Fugu-MT 論文翻訳(概要): Machine Unlearning Meets Adversarial Robustness via Constrained Interventions on LLMs

論文の概要: Machine Unlearning Meets Adversarial Robustness via Constrained Interventions on LLMs

arxiv url: http://arxiv.org/abs/2510.03567v1
Date: Fri, 03 Oct 2025 23:32:21 GMT
ステータス: 翻訳完了
システム内更新日: 2025-10-07 16:52:59.119222
Title: Machine Unlearning Meets Adversarial Robustness via Constrained Interventions on LLMs
Title（参考訳）: 機械学習はLLM上の制約付き介入を通して対向ロバスト性に遭遇する
Authors: Fatmazohra Rezkellah, Ramzi Dakhmouche,
Abstract要約: 我々は、機密情報の未学習と脱獄攻撃に対する堅牢性に対処する様々な制約付き最適化の定式化について検討する。
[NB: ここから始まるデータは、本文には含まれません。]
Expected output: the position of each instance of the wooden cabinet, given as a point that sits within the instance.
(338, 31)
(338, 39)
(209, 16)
私たちが提案する最も単純なポイントワイド制約ベースの介入は、計算コストの低減を図りながら、最大最小の介入よりも優れたパフォーマンスをもたらす。
参考スコア（独自算出の注目度）: 0.0
License: http://creativecommons.org/licenses/by/4.0/
Abstract: With the increasing adoption of Large Language Models (LLMs), more customization is needed to ensure privacy-preserving and safe generation. We address this objective from two critical aspects: unlearning of sensitive information and robustness to jail-breaking attacks. We investigate various constrained optimization formulations that address both aspects in a \emph{unified manner}, by finding the smallest possible interventions on LLM weights that either make a given vocabulary set unreachable or embed the LLM with robustness to tailored attacks by shifting part of the weights to a \emph{safer} region. Beyond unifying two key properties, this approach contrasts with previous work in that it doesn't require an oracle classifier that is typically not available or represents a computational overhead. Surprisingly, we find that the simplest point-wise constraint-based intervention we propose leads to better performance than max-min interventions, while having a lower computational cost. Comparison against state-of-the-art defense methods demonstrates superior performance of the proposed approach.
Abstract（参考訳）: LLM(Large Language Models)の採用の増加に伴い、プライバシ保護と安全な生成を保証するために、より多くのカスタマイズが必要である。この目的には、機密情報の未学習と、脱獄攻撃に対する堅牢性という2つの重要な側面から対処する。与えられた語彙集合を到達不能にするか、その重みの一部を \emph{safer} 領域に移動させることにより、調整された攻撃に頑健な LLM を埋め込むことによって、LLM の重みに対する最小限の介入を見つけることにより、両面に対処する様々な制約付き最適化公式を考察する。このアプローチは2つのキープロパティを統一する以外に、通常は利用できない、あるいは計算オーバーヘッドを表すオラクル分類器を必要としないという点で、以前の作業とは対照的である。意外なことに、我々が提案する最も単純なポイントワイド制約ベースの介入は、計算コストの低減を図りながら、最大最小の介入よりも優れたパフォーマンスをもたらす。最先端の防御手法との比較は,提案手法の優れた性能を示す。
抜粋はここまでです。